# Touring Spain



## SanDel (Jun 17, 2008)

Hi Has anybody been to Camping La Rosaleda at Conilde la Frontera.
Our M/H is 8.79m plus we tow a car, do they have pitches that we could fit on.
At Benicassim at the moment cold and we had snow this am, and the wind does make it feel worse.


----------



## ossy (Jul 25, 2007)

Hi, we are at Rosaleda staying until the 30th Jan. the are plenty of pitches that will take your van. It's turned a little cooler today but still sunny, no snow. If you get here pop in and see us we are on plot 88 until 20th then moving to plot 89. We got a good deal 265 euros for 30 days.


----------



## peeter (Aug 6, 2009)

*touring Spain*

Hello SanDel Are you staying at Bonterra or Azahar?If the latter, is awful Ramone still in charge?When we stayed there he charged extra for the car and I was a bit annoyed!Its best to head for Alicante which we found much warmer.Its cold here in France but no snow .


----------



## SanDel (Jun 17, 2008)

Thank you both.
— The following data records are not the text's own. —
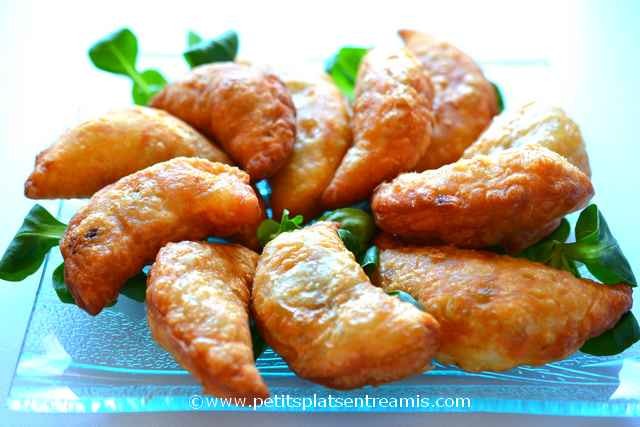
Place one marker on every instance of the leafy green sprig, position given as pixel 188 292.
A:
pixel 118 53
pixel 39 232
pixel 219 49
pixel 596 249
pixel 343 68
pixel 270 229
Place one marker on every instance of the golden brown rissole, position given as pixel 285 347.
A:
pixel 534 123
pixel 464 101
pixel 247 110
pixel 102 150
pixel 125 224
pixel 198 309
pixel 392 120
pixel 316 307
pixel 497 312
pixel 512 199
pixel 323 136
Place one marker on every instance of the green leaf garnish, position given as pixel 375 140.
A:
pixel 615 340
pixel 39 232
pixel 598 250
pixel 405 297
pixel 270 229
pixel 499 98
pixel 369 260
pixel 117 53
pixel 193 38
pixel 343 68
pixel 359 225
pixel 219 49
pixel 595 247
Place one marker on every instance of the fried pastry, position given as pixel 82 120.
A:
pixel 322 137
pixel 247 110
pixel 125 224
pixel 100 151
pixel 534 123
pixel 317 308
pixel 497 312
pixel 198 310
pixel 392 121
pixel 464 100
pixel 512 199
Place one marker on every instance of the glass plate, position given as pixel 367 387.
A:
pixel 72 362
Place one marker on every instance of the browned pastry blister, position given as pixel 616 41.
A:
pixel 125 224
pixel 497 312
pixel 323 136
pixel 392 118
pixel 316 307
pixel 534 123
pixel 102 150
pixel 245 109
pixel 464 100
pixel 512 199
pixel 198 309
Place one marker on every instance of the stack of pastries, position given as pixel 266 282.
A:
pixel 445 178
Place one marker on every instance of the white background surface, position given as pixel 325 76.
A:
pixel 47 84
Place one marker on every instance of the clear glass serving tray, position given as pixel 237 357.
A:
pixel 71 362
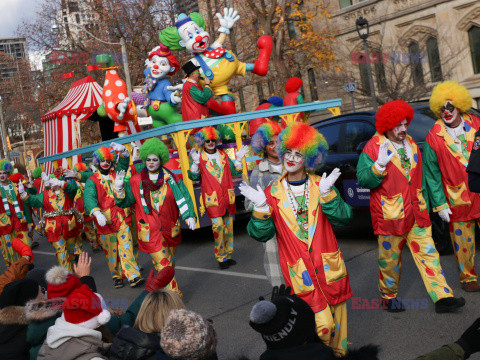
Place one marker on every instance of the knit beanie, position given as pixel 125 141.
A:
pixel 188 336
pixel 60 283
pixel 18 293
pixel 284 322
pixel 85 308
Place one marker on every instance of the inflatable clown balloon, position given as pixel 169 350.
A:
pixel 216 63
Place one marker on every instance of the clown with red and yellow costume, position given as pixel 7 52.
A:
pixel 300 209
pixel 14 216
pixel 111 220
pixel 60 216
pixel 214 169
pixel 391 167
pixel 446 157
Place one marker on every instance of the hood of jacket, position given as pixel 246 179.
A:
pixel 63 331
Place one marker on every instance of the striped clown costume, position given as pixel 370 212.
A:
pixel 301 214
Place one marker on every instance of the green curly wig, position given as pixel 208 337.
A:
pixel 156 147
pixel 170 37
pixel 37 173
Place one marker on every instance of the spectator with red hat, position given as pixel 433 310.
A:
pixel 391 167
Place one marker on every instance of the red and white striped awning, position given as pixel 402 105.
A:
pixel 83 98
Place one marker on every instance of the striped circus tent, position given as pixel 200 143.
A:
pixel 62 124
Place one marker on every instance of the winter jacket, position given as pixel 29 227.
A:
pixel 67 341
pixel 13 330
pixel 18 270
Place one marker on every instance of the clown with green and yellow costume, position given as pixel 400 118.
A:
pixel 159 201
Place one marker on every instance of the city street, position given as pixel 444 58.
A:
pixel 227 296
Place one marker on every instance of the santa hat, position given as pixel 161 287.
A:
pixel 60 283
pixel 391 114
pixel 85 308
pixel 293 84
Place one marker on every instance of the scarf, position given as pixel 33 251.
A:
pixel 147 186
pixel 13 195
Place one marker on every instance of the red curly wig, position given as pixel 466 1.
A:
pixel 391 114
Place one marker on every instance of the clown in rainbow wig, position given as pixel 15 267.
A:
pixel 214 169
pixel 14 215
pixel 159 201
pixel 59 215
pixel 269 169
pixel 446 157
pixel 391 167
pixel 112 222
pixel 300 209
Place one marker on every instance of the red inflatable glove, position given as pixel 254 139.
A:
pixel 22 249
pixel 159 281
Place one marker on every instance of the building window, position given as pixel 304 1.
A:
pixel 434 59
pixel 474 39
pixel 415 63
pixel 362 67
pixel 344 3
pixel 313 85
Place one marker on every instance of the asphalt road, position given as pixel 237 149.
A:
pixel 227 296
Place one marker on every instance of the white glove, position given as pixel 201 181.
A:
pixel 257 197
pixel 192 223
pixel 195 155
pixel 242 152
pixel 229 18
pixel 101 219
pixel 122 107
pixel 326 182
pixel 120 181
pixel 175 99
pixel 120 149
pixel 21 189
pixel 70 173
pixel 445 214
pixel 383 156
Just making plans what to do next.
Peeter we are at Bon so have not met the man in question.


----------



## whistlinggypsy (May 1, 2005)

> *
> Hello SanDel Are you staying at Bonterra or Azahar?If the latter, is awful Ramone still in charge?When we stayed there he charged extra for the car and I was a bit annoyed!Its best to head for Alicante which we found much warmer.Its cold here in France but no snow .*


Peeter, Ramone left Azahar last Xmas and has no further contact with the site, when we left Pat and Bobbie a lovely english couple were taking over the winter site contacts and running the place, much better all round.

Bob


----------



## sweetie (Nov 28, 2005)

Are you not there this year Bob :wink: 

Steve


----------



## 38Rover (Nov 9, 2006)

Camping La Rosaleda at Conilde la Frontera no problem with your outfit you may want to take a double pitch about 20 euros with acsi card if I remember correctly have seen 35foot RV's there.


----------



## whistlinggypsy (May 1, 2005)

> Are you not there this year Bob Wink
> 
> Steve


No Steve, we are going too Morocco in Feb. instead this year.


----------